CodeRabbitの指摘(構文・可読性)

Comment
@CodeRabbit: Consider using a switch-case or a permission map to simplify multiple role checks.

ChatGPTで意図の再検証

ChatGPTに対話的に確認
@Reviewer: 上記のような判定ロジックは、将来的にロールが増えた場合に保守性が落ちる。ChatGPTに「このロジックをOCP原則に適合させるには?」と質問して、改善案を得る。

このように、CodeRabbitで形式的指摘を受け、ChatGPTで設計的観点を深掘りする構造を構築できます。

ハイブリッドレビューの構造モデル

UML Diagram

ハイブリッド運用の導入ポイント

1. PRテンプレートに意図記載を義務づける

ChatGPTに意味的レビューをさせるには、明示的な変更理由や背景説明が不可欠です。
PRテンプレートに「設計判断の背景」「想定される拡張パターン」などを追加することで、ChatGPTがより適切な指摘を生成できます。
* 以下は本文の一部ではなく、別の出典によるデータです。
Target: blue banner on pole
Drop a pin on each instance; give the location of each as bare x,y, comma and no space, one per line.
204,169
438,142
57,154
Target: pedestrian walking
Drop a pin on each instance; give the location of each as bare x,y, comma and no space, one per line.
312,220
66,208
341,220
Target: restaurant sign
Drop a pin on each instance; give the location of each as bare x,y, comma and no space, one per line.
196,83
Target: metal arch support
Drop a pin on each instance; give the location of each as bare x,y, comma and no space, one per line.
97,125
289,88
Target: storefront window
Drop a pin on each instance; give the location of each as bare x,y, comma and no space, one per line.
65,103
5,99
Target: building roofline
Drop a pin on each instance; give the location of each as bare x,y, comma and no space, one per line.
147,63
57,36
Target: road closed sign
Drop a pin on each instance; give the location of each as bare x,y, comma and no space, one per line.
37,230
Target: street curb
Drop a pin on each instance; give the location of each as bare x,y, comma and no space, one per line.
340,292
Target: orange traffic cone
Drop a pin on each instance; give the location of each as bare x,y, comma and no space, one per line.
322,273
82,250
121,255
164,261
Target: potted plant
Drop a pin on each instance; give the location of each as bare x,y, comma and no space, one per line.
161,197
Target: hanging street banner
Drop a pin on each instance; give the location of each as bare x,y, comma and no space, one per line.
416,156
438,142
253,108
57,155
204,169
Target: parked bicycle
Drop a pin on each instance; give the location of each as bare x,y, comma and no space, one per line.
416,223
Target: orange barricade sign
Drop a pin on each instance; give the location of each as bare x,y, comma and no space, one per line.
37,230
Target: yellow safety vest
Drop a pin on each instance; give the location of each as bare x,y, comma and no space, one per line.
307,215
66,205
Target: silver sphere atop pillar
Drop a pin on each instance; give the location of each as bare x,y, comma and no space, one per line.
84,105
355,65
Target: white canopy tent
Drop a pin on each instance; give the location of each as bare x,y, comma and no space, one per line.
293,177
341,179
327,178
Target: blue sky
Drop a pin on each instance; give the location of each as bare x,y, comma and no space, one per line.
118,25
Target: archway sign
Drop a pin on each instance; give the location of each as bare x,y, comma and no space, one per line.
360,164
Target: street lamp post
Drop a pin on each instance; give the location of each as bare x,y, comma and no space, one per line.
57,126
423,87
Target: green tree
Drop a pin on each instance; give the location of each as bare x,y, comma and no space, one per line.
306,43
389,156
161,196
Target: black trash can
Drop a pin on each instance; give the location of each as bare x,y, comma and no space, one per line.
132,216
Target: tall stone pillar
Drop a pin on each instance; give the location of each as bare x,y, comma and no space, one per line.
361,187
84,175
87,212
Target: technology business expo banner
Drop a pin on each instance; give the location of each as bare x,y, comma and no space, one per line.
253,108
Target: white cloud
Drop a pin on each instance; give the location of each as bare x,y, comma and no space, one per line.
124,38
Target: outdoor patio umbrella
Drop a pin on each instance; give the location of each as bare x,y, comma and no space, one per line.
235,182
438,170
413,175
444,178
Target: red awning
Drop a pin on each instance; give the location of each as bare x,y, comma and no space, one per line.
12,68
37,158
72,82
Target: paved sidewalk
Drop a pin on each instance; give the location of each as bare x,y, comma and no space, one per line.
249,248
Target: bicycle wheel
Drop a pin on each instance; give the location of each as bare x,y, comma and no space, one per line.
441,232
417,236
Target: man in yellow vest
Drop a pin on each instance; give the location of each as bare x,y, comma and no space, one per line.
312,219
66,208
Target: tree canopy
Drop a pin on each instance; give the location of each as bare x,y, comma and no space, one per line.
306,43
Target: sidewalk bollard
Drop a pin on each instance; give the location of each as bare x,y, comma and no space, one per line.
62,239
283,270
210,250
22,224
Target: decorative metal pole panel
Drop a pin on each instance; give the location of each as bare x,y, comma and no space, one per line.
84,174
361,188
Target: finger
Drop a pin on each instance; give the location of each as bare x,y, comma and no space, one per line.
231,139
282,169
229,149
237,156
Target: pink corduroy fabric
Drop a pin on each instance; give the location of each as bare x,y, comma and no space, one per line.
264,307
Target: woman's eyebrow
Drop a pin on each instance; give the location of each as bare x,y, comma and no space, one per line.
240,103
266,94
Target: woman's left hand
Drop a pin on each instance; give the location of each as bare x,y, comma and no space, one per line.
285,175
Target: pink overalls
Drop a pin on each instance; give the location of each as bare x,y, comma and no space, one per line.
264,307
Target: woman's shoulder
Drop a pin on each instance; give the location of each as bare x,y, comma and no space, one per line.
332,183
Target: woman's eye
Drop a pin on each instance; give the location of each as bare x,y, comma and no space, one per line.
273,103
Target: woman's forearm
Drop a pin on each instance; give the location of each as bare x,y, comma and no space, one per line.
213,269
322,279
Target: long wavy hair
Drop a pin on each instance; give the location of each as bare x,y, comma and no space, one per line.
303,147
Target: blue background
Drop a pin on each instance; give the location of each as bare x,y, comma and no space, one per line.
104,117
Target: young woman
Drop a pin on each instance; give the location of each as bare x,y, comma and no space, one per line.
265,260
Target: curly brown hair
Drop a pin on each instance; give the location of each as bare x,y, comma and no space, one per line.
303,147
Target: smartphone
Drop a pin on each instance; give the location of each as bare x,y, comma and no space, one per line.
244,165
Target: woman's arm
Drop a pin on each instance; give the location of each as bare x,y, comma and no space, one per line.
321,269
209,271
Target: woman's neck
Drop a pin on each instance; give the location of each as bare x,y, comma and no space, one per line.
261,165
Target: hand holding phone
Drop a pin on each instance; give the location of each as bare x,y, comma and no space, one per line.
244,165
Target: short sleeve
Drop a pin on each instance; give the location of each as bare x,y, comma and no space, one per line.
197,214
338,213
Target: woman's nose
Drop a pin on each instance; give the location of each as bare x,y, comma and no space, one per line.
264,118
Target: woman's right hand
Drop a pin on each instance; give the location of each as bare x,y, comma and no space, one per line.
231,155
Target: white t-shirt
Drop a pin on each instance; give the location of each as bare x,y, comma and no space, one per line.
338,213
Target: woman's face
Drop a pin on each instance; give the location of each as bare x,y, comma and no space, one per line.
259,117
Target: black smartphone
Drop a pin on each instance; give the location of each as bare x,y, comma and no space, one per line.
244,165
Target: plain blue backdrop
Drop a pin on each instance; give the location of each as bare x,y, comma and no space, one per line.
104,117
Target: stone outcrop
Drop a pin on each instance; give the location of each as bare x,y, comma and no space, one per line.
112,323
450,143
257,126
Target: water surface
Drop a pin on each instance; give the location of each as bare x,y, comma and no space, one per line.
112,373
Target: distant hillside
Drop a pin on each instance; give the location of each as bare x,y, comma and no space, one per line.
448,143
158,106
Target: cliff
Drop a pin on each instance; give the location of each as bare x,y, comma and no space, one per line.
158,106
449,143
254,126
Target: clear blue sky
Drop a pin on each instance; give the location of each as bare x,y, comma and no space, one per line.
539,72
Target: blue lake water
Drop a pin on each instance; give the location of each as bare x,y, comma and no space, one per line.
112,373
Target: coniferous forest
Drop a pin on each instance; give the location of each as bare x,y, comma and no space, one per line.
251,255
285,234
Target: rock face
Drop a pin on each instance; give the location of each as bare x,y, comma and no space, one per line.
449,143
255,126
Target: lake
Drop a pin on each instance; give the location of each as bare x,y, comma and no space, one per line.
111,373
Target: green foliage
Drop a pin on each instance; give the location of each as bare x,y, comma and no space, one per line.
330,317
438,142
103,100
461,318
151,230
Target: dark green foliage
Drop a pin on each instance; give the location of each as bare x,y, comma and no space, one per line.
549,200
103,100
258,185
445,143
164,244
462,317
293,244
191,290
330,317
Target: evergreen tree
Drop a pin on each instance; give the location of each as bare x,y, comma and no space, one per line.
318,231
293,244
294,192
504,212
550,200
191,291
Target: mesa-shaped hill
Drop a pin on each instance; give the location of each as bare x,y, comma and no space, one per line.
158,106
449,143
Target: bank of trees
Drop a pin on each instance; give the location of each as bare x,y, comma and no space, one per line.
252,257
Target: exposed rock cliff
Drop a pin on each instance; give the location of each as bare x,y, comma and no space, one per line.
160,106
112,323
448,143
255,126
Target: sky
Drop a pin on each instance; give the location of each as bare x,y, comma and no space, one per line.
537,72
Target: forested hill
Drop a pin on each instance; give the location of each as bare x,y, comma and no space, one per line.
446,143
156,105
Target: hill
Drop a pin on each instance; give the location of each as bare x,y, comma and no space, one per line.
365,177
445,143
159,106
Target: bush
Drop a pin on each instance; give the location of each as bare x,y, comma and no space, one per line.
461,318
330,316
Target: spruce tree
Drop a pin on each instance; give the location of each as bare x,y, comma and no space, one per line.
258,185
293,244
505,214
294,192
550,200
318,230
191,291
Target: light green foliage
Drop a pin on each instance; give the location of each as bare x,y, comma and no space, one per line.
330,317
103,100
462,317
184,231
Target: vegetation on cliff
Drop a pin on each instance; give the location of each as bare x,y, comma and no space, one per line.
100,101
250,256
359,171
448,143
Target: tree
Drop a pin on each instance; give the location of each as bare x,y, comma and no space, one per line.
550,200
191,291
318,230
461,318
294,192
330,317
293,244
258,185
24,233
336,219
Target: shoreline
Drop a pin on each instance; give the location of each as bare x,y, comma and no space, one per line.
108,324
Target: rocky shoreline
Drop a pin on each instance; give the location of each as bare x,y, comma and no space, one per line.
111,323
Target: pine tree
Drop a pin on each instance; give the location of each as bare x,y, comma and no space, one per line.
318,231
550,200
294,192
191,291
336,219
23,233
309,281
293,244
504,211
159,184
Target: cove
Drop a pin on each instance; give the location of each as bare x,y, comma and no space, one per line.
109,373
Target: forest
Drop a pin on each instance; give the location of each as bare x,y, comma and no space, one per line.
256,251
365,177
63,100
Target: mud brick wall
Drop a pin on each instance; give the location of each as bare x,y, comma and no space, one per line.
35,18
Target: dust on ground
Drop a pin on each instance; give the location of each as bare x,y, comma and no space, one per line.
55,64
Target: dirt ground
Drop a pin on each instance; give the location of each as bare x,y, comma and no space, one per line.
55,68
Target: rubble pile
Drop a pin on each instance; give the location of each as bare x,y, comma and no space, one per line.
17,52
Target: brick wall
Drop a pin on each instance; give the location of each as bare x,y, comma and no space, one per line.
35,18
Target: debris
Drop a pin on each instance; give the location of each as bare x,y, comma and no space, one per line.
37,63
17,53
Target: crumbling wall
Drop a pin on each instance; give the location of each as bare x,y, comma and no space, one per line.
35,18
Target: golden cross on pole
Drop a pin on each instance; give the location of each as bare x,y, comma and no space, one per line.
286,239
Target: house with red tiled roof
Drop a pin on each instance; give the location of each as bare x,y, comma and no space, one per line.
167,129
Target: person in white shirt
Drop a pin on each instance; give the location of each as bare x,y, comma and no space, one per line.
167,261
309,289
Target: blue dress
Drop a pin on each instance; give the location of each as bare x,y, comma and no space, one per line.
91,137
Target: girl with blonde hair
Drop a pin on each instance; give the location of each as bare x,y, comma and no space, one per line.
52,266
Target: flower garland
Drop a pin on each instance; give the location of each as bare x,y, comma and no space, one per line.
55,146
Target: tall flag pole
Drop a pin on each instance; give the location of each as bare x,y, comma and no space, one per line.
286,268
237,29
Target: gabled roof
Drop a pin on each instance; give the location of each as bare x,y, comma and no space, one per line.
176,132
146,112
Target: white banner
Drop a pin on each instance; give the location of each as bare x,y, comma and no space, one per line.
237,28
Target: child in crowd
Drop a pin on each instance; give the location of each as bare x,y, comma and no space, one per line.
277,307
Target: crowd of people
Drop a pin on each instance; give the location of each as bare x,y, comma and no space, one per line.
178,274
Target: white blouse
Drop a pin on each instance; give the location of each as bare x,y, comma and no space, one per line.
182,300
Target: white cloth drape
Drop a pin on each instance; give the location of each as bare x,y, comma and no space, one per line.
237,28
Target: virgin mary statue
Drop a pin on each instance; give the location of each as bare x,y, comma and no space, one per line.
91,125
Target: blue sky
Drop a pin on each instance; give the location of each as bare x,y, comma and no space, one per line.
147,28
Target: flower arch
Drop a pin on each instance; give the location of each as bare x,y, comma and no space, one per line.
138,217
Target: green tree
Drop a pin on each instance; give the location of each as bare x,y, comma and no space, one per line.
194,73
2. CodeRabbitのトリガー範囲を明確に設計

  • 「diffのあるファイルのみ対象」といったスコープ設計が重要
  • 自動コメントが過多になると、レビュー者の判断が鈍るため調整が必要

3. ChatGPTとの対話を“記録”に残す仕組み

  • Copilot ChatやCursorのログをPRに添付する習慣を持つ
  • チーム全体で意図共有し、「なぜこの修正をしたか」を説明可能にしておく

まとめ:レビュー運用は“組み合わせ設計”の時代へ

ChatGPTとCodeRabbitの併用は、AIの強みを活かしつつ、人間が担うべき判断領域を明確に分けるという観点から有効です。
特に、レビューアー育成の立場としては以下を意識すべきです:

  • CodeRabbitで指摘の見落としを防止
  • ChatGPTで設計意図の深掘りを支援
  • 最終的な判断と調整はレビューアーが行う

今後のレビュー運用は、「どのAIを使うか」ではなく、「どう組み合わせて使うか」が鍵になります。
レビューアーはその設計者として、AIの特性とレビュー構造のバランスを常に意識する必要があります。